The objective of our specialty finance activities is to generate current income, capital appreciation and cash flow. Our specialty finance activities focused in prior years on making real estate, corporate and other loans and in 2009 we funded a direct financing equipment lease. During fiscal 2009 we made no new real estate loans and have no current plans to make additional real estate loans.

During the quarter ended December 31, 2009 our net amount of impaired notes receivable of $2,211,125, consisting of three notes from one developer, were exchanged for three real estate properties through deeds in lieu of foreclosure. These properties and water rights acquired in 2009 are currently held for investment with no immediate plans to sell, or develop, however we are evaluating various options with respect to these assets.

Overall Performance
Our business strategy was significantly hampered in the last two fiscal years due to the number of impaired and non-performing loans resulting from the decline in collateral values. We reported a net loss of $93,339 for the three months ended December 31, 2009, compared to a net loss of $121,261 for the comparable three months of the year prior. We also incurred significant losses during the last two fiscal years and as a result we have limited funds and liquidity with which to operate. We have reduced our operating costs this fiscal year but our operating plans will likely require additional funds. Additional funds may be obtained from sale or leverage of recovered or other assets or in the form of debt or equity financings. There can be no assurance that any additional funds will be available. The accompanying consolidated financial statements do not include any adjustments that would be necessary should we be unable to continue as a going concern and, therefore, be required to liquidate our assets and discharge our liabilities in other than the normal course of business and at amounts different from those reflected in the accompanying financial statements.

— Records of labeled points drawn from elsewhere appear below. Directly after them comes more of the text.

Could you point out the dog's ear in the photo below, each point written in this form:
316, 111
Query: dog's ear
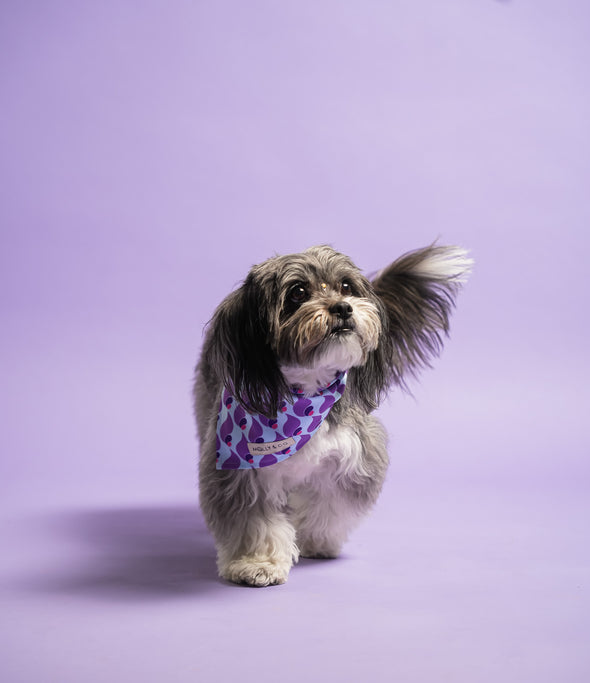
237, 349
418, 293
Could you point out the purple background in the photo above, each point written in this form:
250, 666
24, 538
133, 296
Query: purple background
151, 152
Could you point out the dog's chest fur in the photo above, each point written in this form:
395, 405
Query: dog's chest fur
334, 450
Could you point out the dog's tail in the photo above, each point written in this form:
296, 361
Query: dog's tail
418, 292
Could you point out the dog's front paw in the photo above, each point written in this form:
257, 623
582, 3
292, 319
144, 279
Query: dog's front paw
259, 572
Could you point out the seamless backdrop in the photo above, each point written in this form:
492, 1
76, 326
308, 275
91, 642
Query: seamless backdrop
151, 153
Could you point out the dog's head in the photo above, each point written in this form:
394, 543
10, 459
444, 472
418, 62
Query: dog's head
317, 310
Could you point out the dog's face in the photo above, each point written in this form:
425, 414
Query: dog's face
316, 310
323, 310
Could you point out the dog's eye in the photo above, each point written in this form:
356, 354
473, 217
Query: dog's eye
297, 294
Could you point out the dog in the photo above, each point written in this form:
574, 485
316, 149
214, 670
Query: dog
293, 364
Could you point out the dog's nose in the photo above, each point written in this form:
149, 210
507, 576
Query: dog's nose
342, 310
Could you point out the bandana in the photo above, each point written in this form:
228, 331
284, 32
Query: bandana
247, 441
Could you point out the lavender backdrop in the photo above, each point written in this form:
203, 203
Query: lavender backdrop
153, 151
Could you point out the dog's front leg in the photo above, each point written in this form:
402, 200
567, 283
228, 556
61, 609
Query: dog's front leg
259, 550
255, 540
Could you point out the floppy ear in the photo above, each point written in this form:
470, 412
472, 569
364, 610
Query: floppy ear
418, 292
238, 351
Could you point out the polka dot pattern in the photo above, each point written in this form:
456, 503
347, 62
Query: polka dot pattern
249, 441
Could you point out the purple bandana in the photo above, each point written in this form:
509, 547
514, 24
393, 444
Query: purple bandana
246, 441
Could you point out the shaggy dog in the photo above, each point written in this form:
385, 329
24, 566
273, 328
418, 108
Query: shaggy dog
293, 365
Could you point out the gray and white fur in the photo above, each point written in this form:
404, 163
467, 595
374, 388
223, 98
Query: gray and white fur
295, 321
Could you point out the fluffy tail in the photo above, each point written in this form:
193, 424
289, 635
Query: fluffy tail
418, 292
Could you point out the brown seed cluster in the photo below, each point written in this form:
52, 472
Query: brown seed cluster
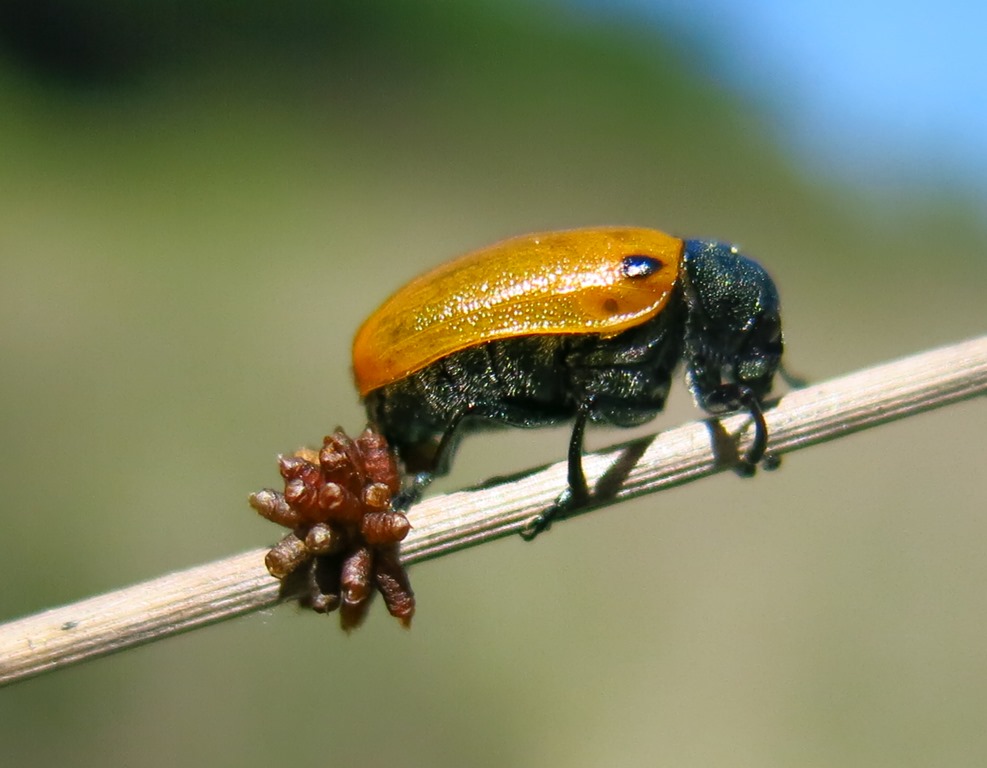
344, 535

During the balance of fiscal 2010, we may elect to incur additional costs to develop our plasma or other technologies. We may also seek or pursue other business opportunities.

Our financial statements require the measurement of financial position and operating results in terms of historical dollars without considering the change in the relative purchasing power of money over time and due to inflation. The impact of inflation is generally to increase the value of our investment assets however the current market environment is adversely affecting asset values.

Critical Accounting Policies and Estimates
The methods, estimates and judgments we use in applying our accounting policies, in conformity with generally accepted accounting principles in the United States, have a material impact on the carrying value of certain assets and liabilities, and a significant impact on the results we report in our financial statements. We base our estimates on historical experience and on various other assumptions that we believe to be reasonable under the circumstances. The estimates affect the carrying values of assets and liabilities. Actual results may differ from these estimates under different assumptions or conditions. More information on our most critical accounting policies and estimates is described in our Annual Report on Form 10-K for the year ended September 30, 2009. The following is additional information on our critical accounting policies and estimates involving significant management valuation judgments affecting fiscal 2010 results.

Real estate owned – Real estate owned includes properties acquired through deed in lieu of foreclosure. These properties were recorded at the lower of cost or estimated fair value with gain or loss recorded as recovery or additional loan loss. To assist management in estimating the fair value of these properties based on Level 3 inputs of ASC 820, Fair Value Measurements and Disclosure, we obtained an opinion of value from a licensed real estate appraiser. Subject to periodic impairment considerations, our policy is to capitalize costs relating to any improvements of properties. Holding costs are charged to expense as incurred.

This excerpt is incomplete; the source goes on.